Jack Smith, an editor of the Hudson Valley Activist Newsletter, organized three buses from New Paltz to transport local activists to the protest site.
“There wasn’t enough time to get VSA [Vassar Student Association] funding through SAU,” Lewis said, “but in the future, we plan to cover all costs of transportation for students so that they may attend events such as this.”
An acompanying rally took place across from the White House and featured speakers from organizations including several veterans’ groups. The protesters, led by the Iraq Veterans Against the War and Veterans for Peace, marched from the down Pennsylvania Avenue to the Capitol Building, where they group staged “a massive ‘die-in’ in front of the Capitol,” according to Lewis.
Like the last major anti-war protest in January, when tens of thousands marched to the National Mall, yesterday’s event came at a tense time in the fractious debate over the US mission in Iraq. President George W. Bush was not there to hear the protestors, having left the White House for Camp David in Maryland.
The protests came in the same week that General David Petraeus, the tactical leader in Iraq, gave his highly anticipated progress report to Congress. Two days before the protest, Bush announced that he would pull 5,700 troops out of Iraq by Christmas.
The protest officially began at noon at Lafayette Park on the north side of the White House with speeches from at least two dozen speakers including former U.S. Attorney General Ramsey Clark, Cindy Sheehan and Ralph Nader. At 3 p.m., protesters began the “die-in” with a mock 21-gun salute.

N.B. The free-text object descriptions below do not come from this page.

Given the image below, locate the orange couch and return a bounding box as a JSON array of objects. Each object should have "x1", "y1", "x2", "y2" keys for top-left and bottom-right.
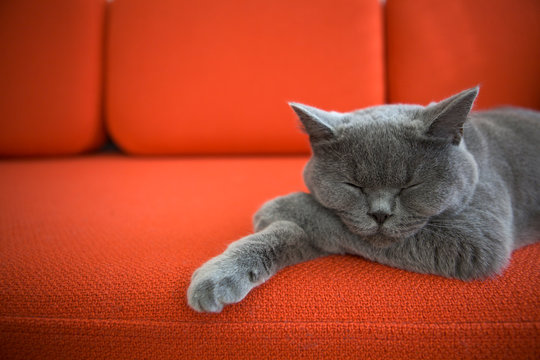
[{"x1": 1, "y1": 0, "x2": 539, "y2": 359}]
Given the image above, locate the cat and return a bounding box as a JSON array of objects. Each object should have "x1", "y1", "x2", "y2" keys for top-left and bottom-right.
[{"x1": 187, "y1": 87, "x2": 540, "y2": 312}]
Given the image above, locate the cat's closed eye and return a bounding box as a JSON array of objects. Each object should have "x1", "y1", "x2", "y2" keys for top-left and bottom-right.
[
  {"x1": 399, "y1": 182, "x2": 423, "y2": 195},
  {"x1": 344, "y1": 181, "x2": 423, "y2": 195},
  {"x1": 343, "y1": 182, "x2": 364, "y2": 193}
]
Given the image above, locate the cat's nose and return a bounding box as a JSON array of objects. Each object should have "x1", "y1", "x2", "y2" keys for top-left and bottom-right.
[{"x1": 369, "y1": 211, "x2": 391, "y2": 225}]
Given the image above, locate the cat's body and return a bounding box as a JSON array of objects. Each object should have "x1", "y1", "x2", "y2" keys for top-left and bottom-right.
[
  {"x1": 187, "y1": 88, "x2": 540, "y2": 313},
  {"x1": 465, "y1": 107, "x2": 540, "y2": 248}
]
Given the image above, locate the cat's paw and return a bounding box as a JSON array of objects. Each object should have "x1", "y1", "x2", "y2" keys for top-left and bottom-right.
[{"x1": 187, "y1": 255, "x2": 264, "y2": 313}]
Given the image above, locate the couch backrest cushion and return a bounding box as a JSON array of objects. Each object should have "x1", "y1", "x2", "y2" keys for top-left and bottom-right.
[
  {"x1": 386, "y1": 0, "x2": 540, "y2": 109},
  {"x1": 0, "y1": 0, "x2": 105, "y2": 156},
  {"x1": 106, "y1": 0, "x2": 384, "y2": 155}
]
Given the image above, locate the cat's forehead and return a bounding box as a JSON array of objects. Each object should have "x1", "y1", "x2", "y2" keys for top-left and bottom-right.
[
  {"x1": 334, "y1": 103, "x2": 429, "y2": 145},
  {"x1": 347, "y1": 104, "x2": 424, "y2": 126},
  {"x1": 333, "y1": 105, "x2": 422, "y2": 146},
  {"x1": 321, "y1": 105, "x2": 432, "y2": 185}
]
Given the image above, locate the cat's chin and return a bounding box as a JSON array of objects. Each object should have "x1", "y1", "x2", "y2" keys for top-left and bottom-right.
[
  {"x1": 342, "y1": 223, "x2": 398, "y2": 247},
  {"x1": 341, "y1": 220, "x2": 378, "y2": 237},
  {"x1": 363, "y1": 234, "x2": 400, "y2": 248},
  {"x1": 380, "y1": 225, "x2": 423, "y2": 240},
  {"x1": 343, "y1": 222, "x2": 421, "y2": 248},
  {"x1": 341, "y1": 217, "x2": 426, "y2": 247}
]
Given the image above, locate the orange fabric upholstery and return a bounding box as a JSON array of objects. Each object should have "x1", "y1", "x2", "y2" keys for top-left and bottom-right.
[
  {"x1": 106, "y1": 0, "x2": 384, "y2": 155},
  {"x1": 386, "y1": 0, "x2": 540, "y2": 109},
  {"x1": 0, "y1": 0, "x2": 105, "y2": 156},
  {"x1": 0, "y1": 157, "x2": 539, "y2": 359}
]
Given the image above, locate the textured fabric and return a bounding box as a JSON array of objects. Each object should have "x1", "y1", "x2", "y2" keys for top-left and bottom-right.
[
  {"x1": 0, "y1": 0, "x2": 105, "y2": 156},
  {"x1": 386, "y1": 0, "x2": 540, "y2": 109},
  {"x1": 106, "y1": 0, "x2": 384, "y2": 155},
  {"x1": 0, "y1": 156, "x2": 538, "y2": 359}
]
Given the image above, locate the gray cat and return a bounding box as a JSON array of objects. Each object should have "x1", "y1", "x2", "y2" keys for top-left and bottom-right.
[{"x1": 187, "y1": 87, "x2": 540, "y2": 312}]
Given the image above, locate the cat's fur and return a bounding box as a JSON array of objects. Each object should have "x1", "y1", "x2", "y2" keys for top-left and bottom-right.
[{"x1": 187, "y1": 87, "x2": 540, "y2": 312}]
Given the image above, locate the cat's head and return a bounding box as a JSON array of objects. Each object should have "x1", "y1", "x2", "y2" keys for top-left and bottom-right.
[{"x1": 290, "y1": 87, "x2": 480, "y2": 248}]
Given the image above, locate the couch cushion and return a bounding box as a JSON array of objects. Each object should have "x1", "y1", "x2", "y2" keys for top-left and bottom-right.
[
  {"x1": 106, "y1": 0, "x2": 384, "y2": 155},
  {"x1": 386, "y1": 0, "x2": 540, "y2": 109},
  {"x1": 0, "y1": 156, "x2": 538, "y2": 359},
  {"x1": 0, "y1": 0, "x2": 105, "y2": 156}
]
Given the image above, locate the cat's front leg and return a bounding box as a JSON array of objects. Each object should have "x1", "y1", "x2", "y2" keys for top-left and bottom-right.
[
  {"x1": 371, "y1": 213, "x2": 513, "y2": 281},
  {"x1": 187, "y1": 218, "x2": 325, "y2": 312}
]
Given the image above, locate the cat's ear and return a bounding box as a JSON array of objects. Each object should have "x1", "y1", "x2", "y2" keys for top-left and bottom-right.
[
  {"x1": 423, "y1": 87, "x2": 479, "y2": 145},
  {"x1": 289, "y1": 102, "x2": 341, "y2": 141}
]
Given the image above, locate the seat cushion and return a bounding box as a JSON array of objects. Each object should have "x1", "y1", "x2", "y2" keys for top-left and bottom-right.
[
  {"x1": 386, "y1": 0, "x2": 540, "y2": 109},
  {"x1": 106, "y1": 0, "x2": 384, "y2": 155},
  {"x1": 0, "y1": 156, "x2": 538, "y2": 359},
  {"x1": 0, "y1": 0, "x2": 105, "y2": 156}
]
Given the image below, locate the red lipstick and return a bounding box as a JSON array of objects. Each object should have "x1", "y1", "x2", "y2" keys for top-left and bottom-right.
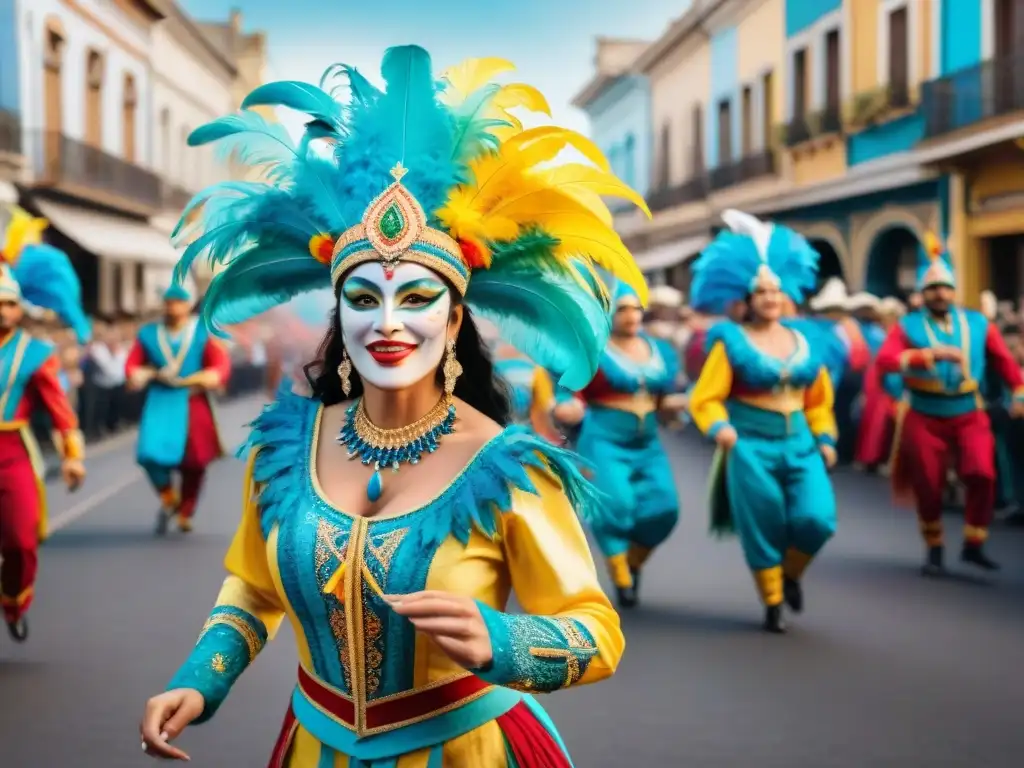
[{"x1": 366, "y1": 340, "x2": 417, "y2": 366}]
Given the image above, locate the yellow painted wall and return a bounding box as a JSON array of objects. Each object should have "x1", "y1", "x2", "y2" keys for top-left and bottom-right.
[
  {"x1": 918, "y1": 0, "x2": 932, "y2": 95},
  {"x1": 849, "y1": 0, "x2": 879, "y2": 94},
  {"x1": 649, "y1": 40, "x2": 711, "y2": 186},
  {"x1": 738, "y1": 0, "x2": 784, "y2": 89},
  {"x1": 790, "y1": 140, "x2": 847, "y2": 186},
  {"x1": 968, "y1": 156, "x2": 1024, "y2": 208}
]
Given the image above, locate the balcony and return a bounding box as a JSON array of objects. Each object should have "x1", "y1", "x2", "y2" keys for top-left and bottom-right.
[
  {"x1": 161, "y1": 182, "x2": 193, "y2": 212},
  {"x1": 708, "y1": 150, "x2": 776, "y2": 191},
  {"x1": 780, "y1": 106, "x2": 843, "y2": 148},
  {"x1": 922, "y1": 51, "x2": 1024, "y2": 139},
  {"x1": 646, "y1": 175, "x2": 707, "y2": 212},
  {"x1": 28, "y1": 130, "x2": 162, "y2": 212},
  {"x1": 0, "y1": 109, "x2": 21, "y2": 156},
  {"x1": 846, "y1": 83, "x2": 912, "y2": 131}
]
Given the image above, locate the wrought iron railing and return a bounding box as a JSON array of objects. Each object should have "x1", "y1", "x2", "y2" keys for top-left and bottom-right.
[
  {"x1": 846, "y1": 83, "x2": 912, "y2": 128},
  {"x1": 27, "y1": 130, "x2": 161, "y2": 208},
  {"x1": 922, "y1": 51, "x2": 1024, "y2": 138},
  {"x1": 0, "y1": 109, "x2": 21, "y2": 155},
  {"x1": 708, "y1": 150, "x2": 776, "y2": 191},
  {"x1": 646, "y1": 175, "x2": 708, "y2": 212},
  {"x1": 779, "y1": 105, "x2": 843, "y2": 148}
]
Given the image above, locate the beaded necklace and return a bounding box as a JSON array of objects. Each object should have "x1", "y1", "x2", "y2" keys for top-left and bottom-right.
[{"x1": 337, "y1": 395, "x2": 457, "y2": 502}]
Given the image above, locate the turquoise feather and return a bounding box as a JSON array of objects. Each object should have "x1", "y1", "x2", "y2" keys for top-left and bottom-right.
[
  {"x1": 446, "y1": 83, "x2": 508, "y2": 164},
  {"x1": 188, "y1": 112, "x2": 297, "y2": 183},
  {"x1": 242, "y1": 80, "x2": 345, "y2": 133},
  {"x1": 11, "y1": 243, "x2": 91, "y2": 343},
  {"x1": 320, "y1": 63, "x2": 381, "y2": 107}
]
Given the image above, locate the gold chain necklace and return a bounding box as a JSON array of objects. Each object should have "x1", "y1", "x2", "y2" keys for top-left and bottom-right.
[{"x1": 337, "y1": 394, "x2": 457, "y2": 502}]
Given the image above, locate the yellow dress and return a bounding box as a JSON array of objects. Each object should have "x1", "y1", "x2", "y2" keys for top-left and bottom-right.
[{"x1": 166, "y1": 388, "x2": 624, "y2": 766}]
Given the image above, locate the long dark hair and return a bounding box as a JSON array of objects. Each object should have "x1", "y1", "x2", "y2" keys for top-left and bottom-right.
[{"x1": 304, "y1": 282, "x2": 512, "y2": 425}]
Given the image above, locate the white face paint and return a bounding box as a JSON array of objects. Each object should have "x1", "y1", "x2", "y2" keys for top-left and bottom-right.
[{"x1": 339, "y1": 261, "x2": 453, "y2": 391}]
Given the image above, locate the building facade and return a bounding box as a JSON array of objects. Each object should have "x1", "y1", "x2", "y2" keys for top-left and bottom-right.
[{"x1": 0, "y1": 0, "x2": 23, "y2": 203}]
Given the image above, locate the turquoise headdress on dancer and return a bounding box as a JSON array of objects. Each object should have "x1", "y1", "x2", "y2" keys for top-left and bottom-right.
[
  {"x1": 917, "y1": 231, "x2": 955, "y2": 291},
  {"x1": 690, "y1": 209, "x2": 819, "y2": 315},
  {"x1": 163, "y1": 284, "x2": 193, "y2": 302},
  {"x1": 169, "y1": 46, "x2": 650, "y2": 389},
  {"x1": 0, "y1": 204, "x2": 91, "y2": 343}
]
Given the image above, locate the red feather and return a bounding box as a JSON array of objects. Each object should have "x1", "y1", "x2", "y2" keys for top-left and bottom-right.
[{"x1": 458, "y1": 238, "x2": 487, "y2": 270}]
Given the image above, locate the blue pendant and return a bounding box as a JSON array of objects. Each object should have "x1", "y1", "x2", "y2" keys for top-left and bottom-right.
[{"x1": 367, "y1": 470, "x2": 383, "y2": 502}]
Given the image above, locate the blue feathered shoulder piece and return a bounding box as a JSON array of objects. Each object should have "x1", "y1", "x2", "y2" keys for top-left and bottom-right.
[
  {"x1": 690, "y1": 209, "x2": 819, "y2": 315},
  {"x1": 241, "y1": 385, "x2": 607, "y2": 546},
  {"x1": 173, "y1": 45, "x2": 649, "y2": 391},
  {"x1": 10, "y1": 244, "x2": 91, "y2": 343}
]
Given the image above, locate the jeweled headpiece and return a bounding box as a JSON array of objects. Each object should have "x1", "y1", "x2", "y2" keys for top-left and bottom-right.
[
  {"x1": 170, "y1": 46, "x2": 651, "y2": 388},
  {"x1": 690, "y1": 209, "x2": 819, "y2": 316}
]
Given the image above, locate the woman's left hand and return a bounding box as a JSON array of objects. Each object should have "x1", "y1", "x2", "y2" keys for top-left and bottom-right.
[
  {"x1": 820, "y1": 444, "x2": 837, "y2": 468},
  {"x1": 387, "y1": 591, "x2": 493, "y2": 669}
]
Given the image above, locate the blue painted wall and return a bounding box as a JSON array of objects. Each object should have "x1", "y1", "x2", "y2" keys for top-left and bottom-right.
[
  {"x1": 785, "y1": 0, "x2": 842, "y2": 37},
  {"x1": 581, "y1": 74, "x2": 653, "y2": 199},
  {"x1": 707, "y1": 26, "x2": 739, "y2": 168},
  {"x1": 847, "y1": 112, "x2": 926, "y2": 166},
  {"x1": 0, "y1": 0, "x2": 19, "y2": 113},
  {"x1": 941, "y1": 0, "x2": 982, "y2": 74}
]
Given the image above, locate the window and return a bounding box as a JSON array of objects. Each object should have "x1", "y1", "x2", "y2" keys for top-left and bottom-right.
[
  {"x1": 180, "y1": 126, "x2": 190, "y2": 187},
  {"x1": 623, "y1": 134, "x2": 636, "y2": 187},
  {"x1": 741, "y1": 85, "x2": 753, "y2": 156},
  {"x1": 657, "y1": 122, "x2": 670, "y2": 189},
  {"x1": 160, "y1": 108, "x2": 171, "y2": 173},
  {"x1": 43, "y1": 17, "x2": 65, "y2": 173},
  {"x1": 691, "y1": 103, "x2": 704, "y2": 175},
  {"x1": 85, "y1": 49, "x2": 104, "y2": 147},
  {"x1": 792, "y1": 48, "x2": 808, "y2": 119},
  {"x1": 825, "y1": 29, "x2": 841, "y2": 114},
  {"x1": 122, "y1": 74, "x2": 137, "y2": 162},
  {"x1": 717, "y1": 98, "x2": 732, "y2": 165},
  {"x1": 762, "y1": 70, "x2": 774, "y2": 147},
  {"x1": 887, "y1": 7, "x2": 909, "y2": 105}
]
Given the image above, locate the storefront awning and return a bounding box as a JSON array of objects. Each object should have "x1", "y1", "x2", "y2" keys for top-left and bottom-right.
[
  {"x1": 633, "y1": 235, "x2": 709, "y2": 271},
  {"x1": 0, "y1": 180, "x2": 17, "y2": 204},
  {"x1": 35, "y1": 199, "x2": 179, "y2": 266}
]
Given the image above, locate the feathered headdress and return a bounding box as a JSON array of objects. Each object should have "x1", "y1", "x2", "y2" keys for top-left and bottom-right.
[
  {"x1": 689, "y1": 209, "x2": 819, "y2": 315},
  {"x1": 917, "y1": 231, "x2": 955, "y2": 291},
  {"x1": 171, "y1": 46, "x2": 650, "y2": 389},
  {"x1": 0, "y1": 205, "x2": 91, "y2": 343}
]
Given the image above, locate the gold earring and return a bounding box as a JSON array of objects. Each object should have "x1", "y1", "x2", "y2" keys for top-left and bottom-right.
[
  {"x1": 443, "y1": 337, "x2": 462, "y2": 396},
  {"x1": 337, "y1": 350, "x2": 352, "y2": 397}
]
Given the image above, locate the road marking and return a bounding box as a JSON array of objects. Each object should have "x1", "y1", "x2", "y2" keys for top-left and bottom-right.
[{"x1": 47, "y1": 472, "x2": 144, "y2": 534}]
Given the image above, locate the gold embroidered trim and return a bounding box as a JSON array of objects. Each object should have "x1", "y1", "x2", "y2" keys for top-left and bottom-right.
[
  {"x1": 199, "y1": 613, "x2": 264, "y2": 664},
  {"x1": 963, "y1": 524, "x2": 988, "y2": 543},
  {"x1": 0, "y1": 331, "x2": 30, "y2": 417},
  {"x1": 330, "y1": 243, "x2": 468, "y2": 295}
]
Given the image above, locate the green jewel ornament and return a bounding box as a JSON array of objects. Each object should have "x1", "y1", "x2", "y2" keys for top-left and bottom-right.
[{"x1": 379, "y1": 203, "x2": 406, "y2": 240}]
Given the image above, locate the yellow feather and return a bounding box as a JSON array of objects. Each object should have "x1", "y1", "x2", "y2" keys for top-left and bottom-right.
[
  {"x1": 536, "y1": 164, "x2": 652, "y2": 218},
  {"x1": 440, "y1": 57, "x2": 516, "y2": 101},
  {"x1": 491, "y1": 83, "x2": 551, "y2": 116},
  {"x1": 548, "y1": 225, "x2": 648, "y2": 306}
]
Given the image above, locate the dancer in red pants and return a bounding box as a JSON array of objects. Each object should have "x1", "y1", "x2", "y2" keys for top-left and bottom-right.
[{"x1": 876, "y1": 234, "x2": 1024, "y2": 575}]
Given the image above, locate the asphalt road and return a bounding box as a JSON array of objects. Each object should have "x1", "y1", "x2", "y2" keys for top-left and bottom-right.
[{"x1": 3, "y1": 398, "x2": 1024, "y2": 768}]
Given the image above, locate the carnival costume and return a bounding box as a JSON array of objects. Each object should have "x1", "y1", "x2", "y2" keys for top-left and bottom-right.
[
  {"x1": 161, "y1": 47, "x2": 647, "y2": 766},
  {"x1": 126, "y1": 284, "x2": 231, "y2": 535},
  {"x1": 494, "y1": 354, "x2": 560, "y2": 443},
  {"x1": 688, "y1": 210, "x2": 837, "y2": 633},
  {"x1": 876, "y1": 234, "x2": 1023, "y2": 574},
  {"x1": 0, "y1": 206, "x2": 89, "y2": 641},
  {"x1": 570, "y1": 282, "x2": 680, "y2": 607}
]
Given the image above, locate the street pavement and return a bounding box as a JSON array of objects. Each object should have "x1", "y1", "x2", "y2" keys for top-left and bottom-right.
[{"x1": 3, "y1": 397, "x2": 1024, "y2": 767}]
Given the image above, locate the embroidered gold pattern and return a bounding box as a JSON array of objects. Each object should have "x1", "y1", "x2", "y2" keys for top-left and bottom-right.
[
  {"x1": 199, "y1": 613, "x2": 264, "y2": 663},
  {"x1": 367, "y1": 528, "x2": 409, "y2": 584},
  {"x1": 211, "y1": 653, "x2": 227, "y2": 674}
]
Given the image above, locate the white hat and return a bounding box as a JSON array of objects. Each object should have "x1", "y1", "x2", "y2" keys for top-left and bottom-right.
[
  {"x1": 649, "y1": 285, "x2": 684, "y2": 308},
  {"x1": 808, "y1": 277, "x2": 849, "y2": 312},
  {"x1": 845, "y1": 291, "x2": 881, "y2": 312},
  {"x1": 879, "y1": 296, "x2": 906, "y2": 316}
]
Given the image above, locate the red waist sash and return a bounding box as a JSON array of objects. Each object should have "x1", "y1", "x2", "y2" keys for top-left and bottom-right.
[{"x1": 297, "y1": 665, "x2": 492, "y2": 732}]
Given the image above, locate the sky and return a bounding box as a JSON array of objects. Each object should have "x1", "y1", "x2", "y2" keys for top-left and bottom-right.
[{"x1": 180, "y1": 0, "x2": 692, "y2": 140}]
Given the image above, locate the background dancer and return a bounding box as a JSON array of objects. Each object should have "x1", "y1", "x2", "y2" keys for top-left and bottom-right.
[
  {"x1": 125, "y1": 285, "x2": 231, "y2": 535},
  {"x1": 688, "y1": 210, "x2": 837, "y2": 634},
  {"x1": 493, "y1": 343, "x2": 560, "y2": 442},
  {"x1": 138, "y1": 46, "x2": 644, "y2": 765},
  {"x1": 558, "y1": 282, "x2": 685, "y2": 609},
  {"x1": 876, "y1": 234, "x2": 1024, "y2": 575},
  {"x1": 0, "y1": 207, "x2": 89, "y2": 642}
]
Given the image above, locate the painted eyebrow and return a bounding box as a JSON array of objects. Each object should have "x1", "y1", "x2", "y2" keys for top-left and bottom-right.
[
  {"x1": 396, "y1": 278, "x2": 447, "y2": 294},
  {"x1": 342, "y1": 277, "x2": 382, "y2": 296}
]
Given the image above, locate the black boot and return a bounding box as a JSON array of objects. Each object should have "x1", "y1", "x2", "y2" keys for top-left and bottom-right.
[
  {"x1": 154, "y1": 507, "x2": 171, "y2": 536},
  {"x1": 6, "y1": 616, "x2": 28, "y2": 643},
  {"x1": 921, "y1": 545, "x2": 946, "y2": 577},
  {"x1": 961, "y1": 542, "x2": 1000, "y2": 571},
  {"x1": 762, "y1": 604, "x2": 785, "y2": 634},
  {"x1": 783, "y1": 577, "x2": 803, "y2": 613},
  {"x1": 615, "y1": 584, "x2": 638, "y2": 609}
]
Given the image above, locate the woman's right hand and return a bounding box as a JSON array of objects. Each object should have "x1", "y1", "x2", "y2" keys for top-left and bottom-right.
[
  {"x1": 553, "y1": 398, "x2": 586, "y2": 426},
  {"x1": 714, "y1": 425, "x2": 738, "y2": 450},
  {"x1": 140, "y1": 688, "x2": 205, "y2": 761}
]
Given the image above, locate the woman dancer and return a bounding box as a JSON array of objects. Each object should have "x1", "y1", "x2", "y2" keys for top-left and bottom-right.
[
  {"x1": 494, "y1": 344, "x2": 560, "y2": 443},
  {"x1": 139, "y1": 47, "x2": 648, "y2": 766},
  {"x1": 556, "y1": 282, "x2": 685, "y2": 608},
  {"x1": 688, "y1": 210, "x2": 838, "y2": 633}
]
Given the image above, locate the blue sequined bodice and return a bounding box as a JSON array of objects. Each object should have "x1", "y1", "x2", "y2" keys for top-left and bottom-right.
[
  {"x1": 598, "y1": 334, "x2": 679, "y2": 395},
  {"x1": 710, "y1": 320, "x2": 823, "y2": 391}
]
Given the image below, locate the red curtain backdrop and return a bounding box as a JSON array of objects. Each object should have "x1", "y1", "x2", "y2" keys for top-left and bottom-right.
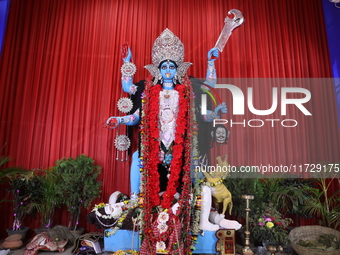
[{"x1": 0, "y1": 0, "x2": 339, "y2": 237}]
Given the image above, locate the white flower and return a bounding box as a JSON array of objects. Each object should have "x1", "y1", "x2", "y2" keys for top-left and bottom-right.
[
  {"x1": 156, "y1": 241, "x2": 166, "y2": 251},
  {"x1": 158, "y1": 211, "x2": 169, "y2": 223},
  {"x1": 110, "y1": 204, "x2": 123, "y2": 218},
  {"x1": 157, "y1": 223, "x2": 168, "y2": 233}
]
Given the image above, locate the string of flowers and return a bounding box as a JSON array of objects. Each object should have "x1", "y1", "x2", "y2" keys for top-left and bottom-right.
[
  {"x1": 92, "y1": 203, "x2": 122, "y2": 220},
  {"x1": 111, "y1": 250, "x2": 138, "y2": 255},
  {"x1": 161, "y1": 82, "x2": 188, "y2": 209},
  {"x1": 188, "y1": 83, "x2": 201, "y2": 252},
  {"x1": 138, "y1": 76, "x2": 156, "y2": 254},
  {"x1": 139, "y1": 76, "x2": 193, "y2": 254},
  {"x1": 190, "y1": 180, "x2": 202, "y2": 251},
  {"x1": 177, "y1": 76, "x2": 195, "y2": 254},
  {"x1": 104, "y1": 198, "x2": 140, "y2": 238}
]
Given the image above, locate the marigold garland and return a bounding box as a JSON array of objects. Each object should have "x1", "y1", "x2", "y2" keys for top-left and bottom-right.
[{"x1": 111, "y1": 250, "x2": 138, "y2": 255}]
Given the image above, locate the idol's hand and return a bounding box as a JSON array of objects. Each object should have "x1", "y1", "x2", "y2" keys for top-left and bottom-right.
[
  {"x1": 123, "y1": 47, "x2": 132, "y2": 62},
  {"x1": 121, "y1": 44, "x2": 135, "y2": 93},
  {"x1": 102, "y1": 117, "x2": 120, "y2": 129},
  {"x1": 214, "y1": 102, "x2": 227, "y2": 117},
  {"x1": 207, "y1": 47, "x2": 219, "y2": 62}
]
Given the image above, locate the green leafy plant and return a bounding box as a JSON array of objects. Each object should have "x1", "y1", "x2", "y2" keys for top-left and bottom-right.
[
  {"x1": 251, "y1": 203, "x2": 293, "y2": 245},
  {"x1": 54, "y1": 154, "x2": 102, "y2": 231},
  {"x1": 0, "y1": 156, "x2": 14, "y2": 186},
  {"x1": 8, "y1": 170, "x2": 43, "y2": 230},
  {"x1": 301, "y1": 169, "x2": 340, "y2": 229},
  {"x1": 223, "y1": 169, "x2": 316, "y2": 247},
  {"x1": 262, "y1": 177, "x2": 315, "y2": 216},
  {"x1": 35, "y1": 168, "x2": 61, "y2": 228},
  {"x1": 223, "y1": 169, "x2": 268, "y2": 220},
  {"x1": 1, "y1": 156, "x2": 28, "y2": 203},
  {"x1": 224, "y1": 169, "x2": 316, "y2": 220}
]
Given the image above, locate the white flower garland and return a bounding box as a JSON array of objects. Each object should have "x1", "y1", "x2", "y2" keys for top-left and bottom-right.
[{"x1": 92, "y1": 203, "x2": 123, "y2": 219}]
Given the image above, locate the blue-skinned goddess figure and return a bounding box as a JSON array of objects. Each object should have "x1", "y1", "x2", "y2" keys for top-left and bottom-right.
[{"x1": 104, "y1": 29, "x2": 229, "y2": 254}]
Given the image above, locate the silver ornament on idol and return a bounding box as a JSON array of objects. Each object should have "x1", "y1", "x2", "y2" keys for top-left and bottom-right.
[
  {"x1": 144, "y1": 28, "x2": 192, "y2": 84},
  {"x1": 117, "y1": 97, "x2": 133, "y2": 113},
  {"x1": 121, "y1": 62, "x2": 137, "y2": 76},
  {"x1": 114, "y1": 135, "x2": 131, "y2": 151}
]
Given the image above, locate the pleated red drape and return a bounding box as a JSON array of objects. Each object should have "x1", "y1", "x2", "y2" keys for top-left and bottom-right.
[{"x1": 0, "y1": 0, "x2": 339, "y2": 237}]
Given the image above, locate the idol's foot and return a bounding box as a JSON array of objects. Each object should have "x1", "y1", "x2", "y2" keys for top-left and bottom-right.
[{"x1": 199, "y1": 220, "x2": 220, "y2": 231}]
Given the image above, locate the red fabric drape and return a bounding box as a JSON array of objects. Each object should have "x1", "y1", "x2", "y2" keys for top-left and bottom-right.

The “die-in,’ a form of protest in which participants simulate death, was initially planned to take place on the steps of the Capitol Building; but as demonstrators attempted to break through the ranks of police officers, arrests occurred. The protest began peacefully but as the march progressed, tensions rose between protestors and police officers.
Over 190 protesters were arrested by the end of the event, charged with illegally crossing a police line.
According to Lewis, the Vassar students participating in the event were not vulnerable to arrest. “The people who ended up getting arrested were the ones that crossed the police barricades set up on the Capitol steps,” she said. “I don’t think any of us were fully prepared to go past that line, though some of us may have wanted to.”
“This was by far the largest and most momentous anti-war demonstration I have attended thus far,” said Lewis. “It felt so powerful to be marching in unity with 100,000 other people of all ages and backgrounds who share the same feelings about this war.”
The SAU hopes to raise political awareness on campus by sharing their experience with the Vassar community. “What stood out to me,” Lewis said, “was the large and impassioned youth presence there, which gives me hope for a growing student movement on college campuses.”